KeePassXC is the right answer if you want maximum simplicity in the trust model and are comfortable picking and configuring your own sync mechanism. The YubiKey integration is a significant defensive feature for users handling sensitive accounts. Sync conflicts are the main operational annoyance — Syncthing handles this better than cloud-drive options.
Pass is the right answer if you're already a GPG user, comfortable on the command line, and want your password manager to be readable, scriptable, and trivially auditable. It is the worst option for users who want polished mobile and browser experiences. It is the best option for users who want to be able to inspect every byte of their password storage and understand the cryptography end to end.

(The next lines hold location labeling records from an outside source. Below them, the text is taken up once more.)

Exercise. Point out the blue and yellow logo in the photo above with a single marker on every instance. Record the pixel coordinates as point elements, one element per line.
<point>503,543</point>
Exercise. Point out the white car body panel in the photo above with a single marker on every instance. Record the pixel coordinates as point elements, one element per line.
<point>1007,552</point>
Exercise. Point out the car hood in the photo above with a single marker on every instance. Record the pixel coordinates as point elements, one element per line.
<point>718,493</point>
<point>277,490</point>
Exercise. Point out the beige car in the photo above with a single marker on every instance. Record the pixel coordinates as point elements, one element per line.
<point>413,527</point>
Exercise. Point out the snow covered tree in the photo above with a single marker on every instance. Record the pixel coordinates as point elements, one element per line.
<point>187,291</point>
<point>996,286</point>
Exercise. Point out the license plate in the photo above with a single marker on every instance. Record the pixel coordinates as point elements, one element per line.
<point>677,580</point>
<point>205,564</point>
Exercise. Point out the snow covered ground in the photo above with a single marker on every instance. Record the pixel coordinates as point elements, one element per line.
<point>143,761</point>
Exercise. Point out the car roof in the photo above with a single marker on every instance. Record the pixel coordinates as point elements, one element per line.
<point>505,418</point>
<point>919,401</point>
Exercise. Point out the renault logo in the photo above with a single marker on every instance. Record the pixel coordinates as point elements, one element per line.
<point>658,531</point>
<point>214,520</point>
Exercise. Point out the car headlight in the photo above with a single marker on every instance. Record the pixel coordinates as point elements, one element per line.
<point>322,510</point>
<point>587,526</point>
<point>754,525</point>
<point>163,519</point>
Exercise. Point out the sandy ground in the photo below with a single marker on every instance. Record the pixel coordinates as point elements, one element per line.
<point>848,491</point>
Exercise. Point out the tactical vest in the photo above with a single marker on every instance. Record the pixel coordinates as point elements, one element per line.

All three are meaningful improvements over closed-source hosted password managers if you have the operational capacity to run them well. The largest mistake is choosing one and then operating it poorly — a self-hosted password manager without backups, with a weak master password, or exposed to the public internet without proper hardening is worse than a competently-run hosted alternative. The infrastructure has to be at least as well-administered as the service you're replacing.